I noted a small blip in a story by Rick Lyman at the New York Times about the newly released census data. It seems that another 1.3 million people lost health insurance between 2004 and 2005. That brings the 2005 total to 46.6 million Americans without health insurance.
I figure that pretty much all the poorest Americans already had no health insurance. The latest 1.6 million most likely represent a continuing expansion of the uninsured middle class.
With "medical bankruptcy" having entered the lexicon in the past year, this new stat makes me pause to think about risk. I just did an interview about this with Karen Springen at Newsweek. On the research side, papers with Melissa Jacoby and Debb Thorne (both on this blog) and David Himmelstein and Steffie Woolhandler (both Harvard Medical School) show that health insurance is no guarantee that someone won’t end up in financial collapse following a serious medical problem.

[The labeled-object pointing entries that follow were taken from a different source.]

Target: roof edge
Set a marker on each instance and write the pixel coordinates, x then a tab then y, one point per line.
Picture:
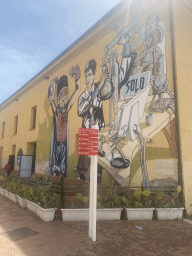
84	35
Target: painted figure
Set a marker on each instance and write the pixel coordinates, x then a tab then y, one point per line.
59	140
90	106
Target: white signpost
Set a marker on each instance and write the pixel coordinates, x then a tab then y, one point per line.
90	136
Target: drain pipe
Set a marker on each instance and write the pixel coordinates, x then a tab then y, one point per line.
178	140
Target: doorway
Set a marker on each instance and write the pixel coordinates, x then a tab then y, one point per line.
31	150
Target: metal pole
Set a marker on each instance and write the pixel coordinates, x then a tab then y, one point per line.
93	196
94	160
91	201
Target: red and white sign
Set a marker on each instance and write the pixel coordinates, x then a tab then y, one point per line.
88	142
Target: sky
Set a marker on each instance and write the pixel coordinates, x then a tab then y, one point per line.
34	32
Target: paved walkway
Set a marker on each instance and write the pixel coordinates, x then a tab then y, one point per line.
23	233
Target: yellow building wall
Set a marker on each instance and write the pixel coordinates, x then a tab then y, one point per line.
182	11
90	47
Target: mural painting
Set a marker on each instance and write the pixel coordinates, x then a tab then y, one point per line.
137	114
59	139
140	104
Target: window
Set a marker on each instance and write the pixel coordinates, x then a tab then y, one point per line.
15	125
33	117
3	130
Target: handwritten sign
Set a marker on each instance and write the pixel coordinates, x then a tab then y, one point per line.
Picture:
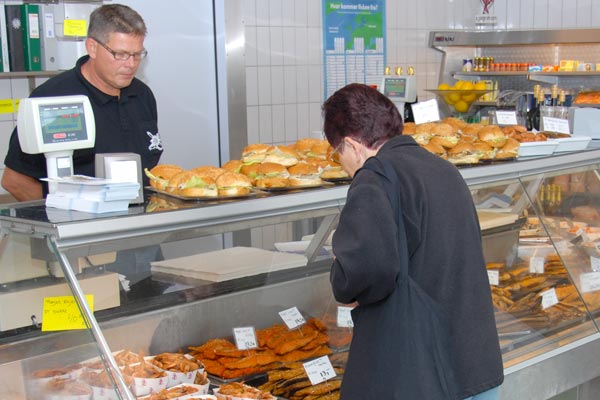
292	317
245	338
75	27
344	317
7	106
61	313
319	370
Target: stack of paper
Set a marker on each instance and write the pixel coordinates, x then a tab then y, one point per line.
89	194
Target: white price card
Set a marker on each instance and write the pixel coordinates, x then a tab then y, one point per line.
292	317
562	246
494	277
595	262
559	125
549	298
589	281
345	317
581	233
426	111
536	265
245	338
506	118
319	370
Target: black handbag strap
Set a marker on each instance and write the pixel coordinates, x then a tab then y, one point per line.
391	184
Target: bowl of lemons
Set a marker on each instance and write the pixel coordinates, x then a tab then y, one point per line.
460	96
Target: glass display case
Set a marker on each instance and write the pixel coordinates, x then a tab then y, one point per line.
242	285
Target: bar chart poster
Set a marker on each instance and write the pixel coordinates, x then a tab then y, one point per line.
353	43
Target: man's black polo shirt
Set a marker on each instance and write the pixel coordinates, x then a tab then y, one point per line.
123	124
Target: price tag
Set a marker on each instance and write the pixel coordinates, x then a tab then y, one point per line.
345	317
75	27
549	298
536	265
581	233
556	125
595	262
62	313
589	281
506	118
292	317
245	338
494	277
426	111
319	370
7	106
562	246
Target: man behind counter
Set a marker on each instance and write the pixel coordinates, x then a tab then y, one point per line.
124	107
125	113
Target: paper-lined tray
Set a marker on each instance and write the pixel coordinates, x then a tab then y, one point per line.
253	193
227	264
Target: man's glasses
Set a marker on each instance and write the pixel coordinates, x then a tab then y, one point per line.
123	55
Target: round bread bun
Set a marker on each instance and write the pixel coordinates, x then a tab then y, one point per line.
410	128
455	122
509	150
250	170
463	153
283	155
435	149
320	163
190	184
319	150
233	184
233	166
484	150
208	170
275	182
254	152
446	142
304	145
304	174
443	129
492	135
471	129
271	170
334	170
424	128
159	175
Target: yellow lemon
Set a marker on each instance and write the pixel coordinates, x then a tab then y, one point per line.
467	85
480	85
448	99
454	97
468	97
461	106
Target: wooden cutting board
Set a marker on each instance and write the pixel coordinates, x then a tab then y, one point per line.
232	263
490	219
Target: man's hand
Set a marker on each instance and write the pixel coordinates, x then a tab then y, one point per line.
22	187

But insurance makes a difference on where the tipping point occurs. For the uninsured, the $11,000 hospital bill following a slightly dodgy appendectomy spells financial doom. For the insured, it may take a more serious round of surgery and rehab after a bad fall to hit that same $11,000 in uninured costs out of a total bill of $50,000. Of course, either group can be beaten up financially by time lost from work. This is all just a question of vulnerability by degrees.
With the changes in the bankruptcy law making many people feel that the option has become too expensive or too difficult to accomplish, what will happen to the 1.6 million newly uninsured? Many won’t get sick, and others who get sick won’t seek medical care. But for some, modest medical problem will put them in a financial hole from which they can never recover. If they don’t go to the bankruptcy courts, what will happen to them?